Il sostituto procuratore della Corte d’Appello di Milano, Cuno Tarfusser, ne è certo: Olindo Romano e Rosa Bazzi, condannati in via definitiva all’ergastolo per la strage di Erba del 2006, sono innocenti.
Per questo ha avanzato richiesta di revisione del processo perla morte di Raffaella Castagna, del figlio Youssef Marzouk (appena due anni), della nonna del piccolo, Paola Galli, e di una vicina di casa, Valeria Cherubini. In particolare, la macchia sangue di quest’ultima, trovata sul battitacco dell’auto di Olindo, non sarebbe la prova regina della colpevolezza dei coniugi, bensì la prova regina della loro innocenza. «Salvo che non si attribuisca loro delle doti miracolistiche. Quelle cioè essere riusciti a non lasciare alcuna loro traccia sul luogo dove hanno scatenato una sfrenata rabbia lasciando un bagno di sangue e di essere riusciti a non portare alcuna traccia del crimine appena commesso nelle loro pertinenze», spiega il procuratore tra le righe delle 58 pagine dell’atto.

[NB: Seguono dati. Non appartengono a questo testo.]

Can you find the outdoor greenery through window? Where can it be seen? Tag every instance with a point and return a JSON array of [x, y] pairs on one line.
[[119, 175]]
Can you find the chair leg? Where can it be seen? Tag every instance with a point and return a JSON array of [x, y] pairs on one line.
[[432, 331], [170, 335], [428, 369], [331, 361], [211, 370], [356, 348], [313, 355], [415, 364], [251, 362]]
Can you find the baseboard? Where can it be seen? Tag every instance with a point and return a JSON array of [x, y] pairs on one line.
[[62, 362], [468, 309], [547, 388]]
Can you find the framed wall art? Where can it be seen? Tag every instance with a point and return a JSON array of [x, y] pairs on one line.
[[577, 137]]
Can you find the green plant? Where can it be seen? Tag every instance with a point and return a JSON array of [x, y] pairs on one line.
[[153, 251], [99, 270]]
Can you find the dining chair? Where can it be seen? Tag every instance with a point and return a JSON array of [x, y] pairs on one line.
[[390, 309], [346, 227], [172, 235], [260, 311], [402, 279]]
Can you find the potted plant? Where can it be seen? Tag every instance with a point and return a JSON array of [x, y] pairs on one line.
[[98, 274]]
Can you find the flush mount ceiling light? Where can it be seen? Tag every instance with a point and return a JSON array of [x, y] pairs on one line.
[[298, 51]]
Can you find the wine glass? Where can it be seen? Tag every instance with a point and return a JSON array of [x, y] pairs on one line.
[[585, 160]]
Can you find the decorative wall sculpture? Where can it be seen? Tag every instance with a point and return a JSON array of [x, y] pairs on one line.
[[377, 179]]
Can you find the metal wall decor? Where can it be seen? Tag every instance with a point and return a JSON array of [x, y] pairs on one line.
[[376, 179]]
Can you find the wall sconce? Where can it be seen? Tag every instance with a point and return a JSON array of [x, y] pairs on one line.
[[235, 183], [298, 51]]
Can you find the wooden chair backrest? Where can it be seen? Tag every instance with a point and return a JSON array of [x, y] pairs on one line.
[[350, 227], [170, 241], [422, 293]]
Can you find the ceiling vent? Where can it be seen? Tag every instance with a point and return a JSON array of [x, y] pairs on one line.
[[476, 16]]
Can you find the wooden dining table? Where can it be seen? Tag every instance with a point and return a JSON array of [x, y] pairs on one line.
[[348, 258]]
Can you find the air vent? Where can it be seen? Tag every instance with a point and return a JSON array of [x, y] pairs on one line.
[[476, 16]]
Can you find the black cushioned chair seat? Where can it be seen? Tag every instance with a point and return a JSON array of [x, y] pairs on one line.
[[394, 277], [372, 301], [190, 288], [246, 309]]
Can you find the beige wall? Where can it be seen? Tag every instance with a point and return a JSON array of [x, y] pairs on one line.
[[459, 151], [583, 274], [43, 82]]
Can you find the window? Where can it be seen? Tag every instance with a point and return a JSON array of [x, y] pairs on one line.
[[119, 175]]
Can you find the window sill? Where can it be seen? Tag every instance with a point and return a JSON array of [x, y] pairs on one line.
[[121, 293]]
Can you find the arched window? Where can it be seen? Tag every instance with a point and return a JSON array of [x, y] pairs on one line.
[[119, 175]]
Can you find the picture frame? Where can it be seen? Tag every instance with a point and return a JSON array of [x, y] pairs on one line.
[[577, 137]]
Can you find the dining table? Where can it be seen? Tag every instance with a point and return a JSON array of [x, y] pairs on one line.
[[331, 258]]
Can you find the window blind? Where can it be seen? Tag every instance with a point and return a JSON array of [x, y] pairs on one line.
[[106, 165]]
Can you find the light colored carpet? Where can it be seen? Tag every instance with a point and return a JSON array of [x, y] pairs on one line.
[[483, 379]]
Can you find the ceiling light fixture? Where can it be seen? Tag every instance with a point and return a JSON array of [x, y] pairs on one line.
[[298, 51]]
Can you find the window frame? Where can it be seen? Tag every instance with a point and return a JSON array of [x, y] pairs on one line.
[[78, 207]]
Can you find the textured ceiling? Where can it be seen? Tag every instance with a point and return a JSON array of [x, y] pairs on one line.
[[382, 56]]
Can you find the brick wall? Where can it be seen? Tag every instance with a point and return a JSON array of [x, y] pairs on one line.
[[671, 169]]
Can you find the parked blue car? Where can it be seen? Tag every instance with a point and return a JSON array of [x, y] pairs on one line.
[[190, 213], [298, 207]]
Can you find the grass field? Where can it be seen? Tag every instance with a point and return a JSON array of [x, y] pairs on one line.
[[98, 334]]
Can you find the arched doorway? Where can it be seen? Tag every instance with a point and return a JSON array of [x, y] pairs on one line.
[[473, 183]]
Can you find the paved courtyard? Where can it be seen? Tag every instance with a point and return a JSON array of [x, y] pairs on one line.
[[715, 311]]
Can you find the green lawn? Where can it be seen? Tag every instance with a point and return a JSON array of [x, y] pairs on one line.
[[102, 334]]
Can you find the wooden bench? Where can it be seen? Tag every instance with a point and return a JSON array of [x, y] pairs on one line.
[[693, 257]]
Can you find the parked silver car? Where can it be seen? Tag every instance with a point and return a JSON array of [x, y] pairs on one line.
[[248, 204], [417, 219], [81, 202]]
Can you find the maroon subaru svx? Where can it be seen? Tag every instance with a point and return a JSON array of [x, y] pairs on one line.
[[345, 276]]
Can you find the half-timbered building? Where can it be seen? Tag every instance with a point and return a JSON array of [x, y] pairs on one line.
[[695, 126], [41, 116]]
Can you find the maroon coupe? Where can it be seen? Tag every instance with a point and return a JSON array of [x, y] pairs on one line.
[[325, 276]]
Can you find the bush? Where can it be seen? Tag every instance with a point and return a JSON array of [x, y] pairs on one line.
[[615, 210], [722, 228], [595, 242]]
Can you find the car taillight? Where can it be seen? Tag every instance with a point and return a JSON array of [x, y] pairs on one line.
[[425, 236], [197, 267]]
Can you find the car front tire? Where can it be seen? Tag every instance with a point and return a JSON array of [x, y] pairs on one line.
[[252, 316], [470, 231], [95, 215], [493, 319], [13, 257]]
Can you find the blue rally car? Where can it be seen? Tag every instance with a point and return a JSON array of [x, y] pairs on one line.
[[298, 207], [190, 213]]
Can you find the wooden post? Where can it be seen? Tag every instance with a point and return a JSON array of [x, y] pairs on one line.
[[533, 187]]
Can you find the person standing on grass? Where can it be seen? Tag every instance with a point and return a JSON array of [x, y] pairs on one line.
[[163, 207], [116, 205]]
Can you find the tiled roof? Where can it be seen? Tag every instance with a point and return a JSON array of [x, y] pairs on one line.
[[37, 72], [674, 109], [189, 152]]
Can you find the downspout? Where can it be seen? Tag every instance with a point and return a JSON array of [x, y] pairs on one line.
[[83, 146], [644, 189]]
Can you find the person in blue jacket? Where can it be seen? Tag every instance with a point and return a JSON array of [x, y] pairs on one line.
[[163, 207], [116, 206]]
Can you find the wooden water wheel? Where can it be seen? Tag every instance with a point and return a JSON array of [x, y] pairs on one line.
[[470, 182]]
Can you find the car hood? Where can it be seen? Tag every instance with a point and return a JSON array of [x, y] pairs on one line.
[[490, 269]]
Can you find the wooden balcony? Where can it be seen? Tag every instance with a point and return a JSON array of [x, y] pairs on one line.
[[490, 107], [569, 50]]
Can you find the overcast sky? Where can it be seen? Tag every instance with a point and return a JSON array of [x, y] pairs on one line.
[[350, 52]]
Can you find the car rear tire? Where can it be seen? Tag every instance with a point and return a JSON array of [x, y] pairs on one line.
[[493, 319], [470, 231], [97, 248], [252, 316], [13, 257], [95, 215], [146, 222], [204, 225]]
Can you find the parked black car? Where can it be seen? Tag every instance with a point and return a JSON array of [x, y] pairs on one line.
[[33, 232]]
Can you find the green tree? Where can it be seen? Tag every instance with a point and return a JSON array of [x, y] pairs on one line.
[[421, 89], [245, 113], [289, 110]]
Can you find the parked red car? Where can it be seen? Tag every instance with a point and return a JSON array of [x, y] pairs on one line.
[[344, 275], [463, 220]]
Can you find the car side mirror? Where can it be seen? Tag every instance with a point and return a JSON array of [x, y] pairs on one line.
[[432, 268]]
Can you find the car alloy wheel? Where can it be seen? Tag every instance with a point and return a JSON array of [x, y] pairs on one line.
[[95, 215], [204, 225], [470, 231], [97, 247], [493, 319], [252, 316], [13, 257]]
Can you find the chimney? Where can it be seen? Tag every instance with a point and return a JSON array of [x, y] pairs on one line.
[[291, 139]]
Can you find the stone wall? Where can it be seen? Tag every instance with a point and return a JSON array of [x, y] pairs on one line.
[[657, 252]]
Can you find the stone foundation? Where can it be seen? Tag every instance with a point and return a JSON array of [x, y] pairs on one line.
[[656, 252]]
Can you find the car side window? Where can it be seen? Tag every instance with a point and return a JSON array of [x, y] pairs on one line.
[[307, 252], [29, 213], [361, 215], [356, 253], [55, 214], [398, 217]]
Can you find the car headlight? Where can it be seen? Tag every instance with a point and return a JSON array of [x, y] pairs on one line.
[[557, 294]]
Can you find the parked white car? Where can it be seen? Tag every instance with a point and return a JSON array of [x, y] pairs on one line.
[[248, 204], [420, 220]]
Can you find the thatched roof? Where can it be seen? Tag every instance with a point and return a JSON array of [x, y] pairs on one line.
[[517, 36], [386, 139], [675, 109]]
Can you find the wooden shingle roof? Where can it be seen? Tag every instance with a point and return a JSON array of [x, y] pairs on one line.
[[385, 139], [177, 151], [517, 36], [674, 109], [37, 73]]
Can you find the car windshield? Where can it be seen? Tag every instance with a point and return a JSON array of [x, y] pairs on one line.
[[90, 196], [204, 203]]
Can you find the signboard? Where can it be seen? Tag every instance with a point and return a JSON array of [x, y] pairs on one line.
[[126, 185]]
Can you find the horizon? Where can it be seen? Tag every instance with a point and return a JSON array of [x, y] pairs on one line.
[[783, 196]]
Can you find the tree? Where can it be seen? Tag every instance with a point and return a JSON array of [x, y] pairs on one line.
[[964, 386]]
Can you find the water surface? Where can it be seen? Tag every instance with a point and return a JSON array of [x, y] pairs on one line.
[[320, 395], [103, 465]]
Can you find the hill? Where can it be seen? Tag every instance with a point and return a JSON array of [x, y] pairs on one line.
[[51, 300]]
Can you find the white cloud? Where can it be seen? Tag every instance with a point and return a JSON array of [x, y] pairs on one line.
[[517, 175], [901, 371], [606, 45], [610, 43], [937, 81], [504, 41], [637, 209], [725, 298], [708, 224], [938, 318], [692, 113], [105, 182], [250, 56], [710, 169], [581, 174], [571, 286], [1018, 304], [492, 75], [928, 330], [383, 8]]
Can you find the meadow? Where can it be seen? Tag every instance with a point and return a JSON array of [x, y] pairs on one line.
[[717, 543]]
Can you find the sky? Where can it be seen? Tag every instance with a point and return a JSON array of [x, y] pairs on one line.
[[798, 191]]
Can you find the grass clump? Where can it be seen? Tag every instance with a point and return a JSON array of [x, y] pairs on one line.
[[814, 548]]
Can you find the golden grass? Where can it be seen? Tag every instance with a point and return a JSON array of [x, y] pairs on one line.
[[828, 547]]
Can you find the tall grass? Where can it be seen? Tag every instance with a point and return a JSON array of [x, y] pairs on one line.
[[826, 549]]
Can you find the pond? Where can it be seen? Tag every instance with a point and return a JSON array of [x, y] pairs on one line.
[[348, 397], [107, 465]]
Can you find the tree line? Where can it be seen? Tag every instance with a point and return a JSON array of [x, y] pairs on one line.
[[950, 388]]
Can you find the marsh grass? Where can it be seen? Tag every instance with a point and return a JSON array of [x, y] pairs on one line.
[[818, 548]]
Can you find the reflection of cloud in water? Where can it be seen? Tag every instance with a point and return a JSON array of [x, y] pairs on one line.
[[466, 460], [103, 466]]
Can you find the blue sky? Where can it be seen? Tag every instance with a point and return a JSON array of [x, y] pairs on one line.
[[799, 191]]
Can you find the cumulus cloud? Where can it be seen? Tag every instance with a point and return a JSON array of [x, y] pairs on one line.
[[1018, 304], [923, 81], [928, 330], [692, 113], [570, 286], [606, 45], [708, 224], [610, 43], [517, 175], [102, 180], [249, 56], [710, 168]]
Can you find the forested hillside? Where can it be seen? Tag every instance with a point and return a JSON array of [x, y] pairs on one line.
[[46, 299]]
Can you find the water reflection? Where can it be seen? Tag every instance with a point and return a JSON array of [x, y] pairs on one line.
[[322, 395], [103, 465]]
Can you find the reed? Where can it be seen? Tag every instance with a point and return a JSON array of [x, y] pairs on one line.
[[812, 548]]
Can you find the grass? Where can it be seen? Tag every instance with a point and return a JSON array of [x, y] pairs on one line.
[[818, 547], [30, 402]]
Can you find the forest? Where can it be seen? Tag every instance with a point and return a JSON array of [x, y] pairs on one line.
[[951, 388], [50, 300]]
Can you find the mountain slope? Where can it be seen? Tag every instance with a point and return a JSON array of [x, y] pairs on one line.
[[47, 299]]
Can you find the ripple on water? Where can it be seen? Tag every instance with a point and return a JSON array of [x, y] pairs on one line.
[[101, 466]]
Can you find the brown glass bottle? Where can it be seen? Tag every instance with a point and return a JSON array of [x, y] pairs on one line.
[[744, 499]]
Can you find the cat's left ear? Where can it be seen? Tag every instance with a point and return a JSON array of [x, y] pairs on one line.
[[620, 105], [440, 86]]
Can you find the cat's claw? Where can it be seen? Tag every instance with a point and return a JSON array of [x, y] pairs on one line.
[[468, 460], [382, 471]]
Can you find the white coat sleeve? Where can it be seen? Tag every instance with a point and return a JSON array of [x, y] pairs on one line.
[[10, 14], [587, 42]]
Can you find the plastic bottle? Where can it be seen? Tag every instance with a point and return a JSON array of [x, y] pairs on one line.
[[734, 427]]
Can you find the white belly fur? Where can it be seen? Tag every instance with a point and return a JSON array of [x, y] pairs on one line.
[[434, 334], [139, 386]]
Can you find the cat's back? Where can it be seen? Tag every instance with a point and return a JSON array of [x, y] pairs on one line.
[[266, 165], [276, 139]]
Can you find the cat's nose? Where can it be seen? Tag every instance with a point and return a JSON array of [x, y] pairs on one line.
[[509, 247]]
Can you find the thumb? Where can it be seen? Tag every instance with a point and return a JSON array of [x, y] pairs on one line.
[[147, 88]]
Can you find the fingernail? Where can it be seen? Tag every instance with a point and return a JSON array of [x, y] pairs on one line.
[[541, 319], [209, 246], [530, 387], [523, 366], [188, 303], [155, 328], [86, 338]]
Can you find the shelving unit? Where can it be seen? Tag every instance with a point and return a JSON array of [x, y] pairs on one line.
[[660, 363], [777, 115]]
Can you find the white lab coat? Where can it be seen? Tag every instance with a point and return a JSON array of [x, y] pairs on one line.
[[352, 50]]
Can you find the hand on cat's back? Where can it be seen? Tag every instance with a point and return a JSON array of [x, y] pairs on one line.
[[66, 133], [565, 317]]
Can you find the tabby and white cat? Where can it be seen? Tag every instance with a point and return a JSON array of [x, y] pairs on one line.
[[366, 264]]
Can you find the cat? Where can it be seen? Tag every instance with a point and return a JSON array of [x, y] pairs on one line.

La richiesta di revisione del processo da parte del magistrato si esprime «in tutta coscienza, per amore di verità e di giustizia e per l’insopportabilità del pensiero che due persone, probabilmente vittime di errore giudiziario, stiano scontando l’ergastolo». A essere contestato è anche il fatto che non si sia mai indagato su altre piste. Lacune anche nelle intercettazioni. L’innocenza dei due sarebbe stata chiara fin dal primo grado. Nel suo atto, infatti, il procuratore milanese scrive che «moltissimi erano gli elementi sarebbero stati idonei, se solo valutati dai giudici, a giudicare inattendibile la prova del “riconoscimento” (quindi la “falsa memoria” di Mario Frigerio), fortemente dubbia la prova della “macchia di sangue” e indotte con modalità che definire poco ortodosse è fare esercizio di eufemismo, le “confessioni”, trattate invece alla stregua di prove regine». A 17 anni da quella tragica serata, la scienza potrebbe ribaltare tutto. Ma perché Olindo Romano e Rosa Bazzi si sono dichiarati colpevoli?.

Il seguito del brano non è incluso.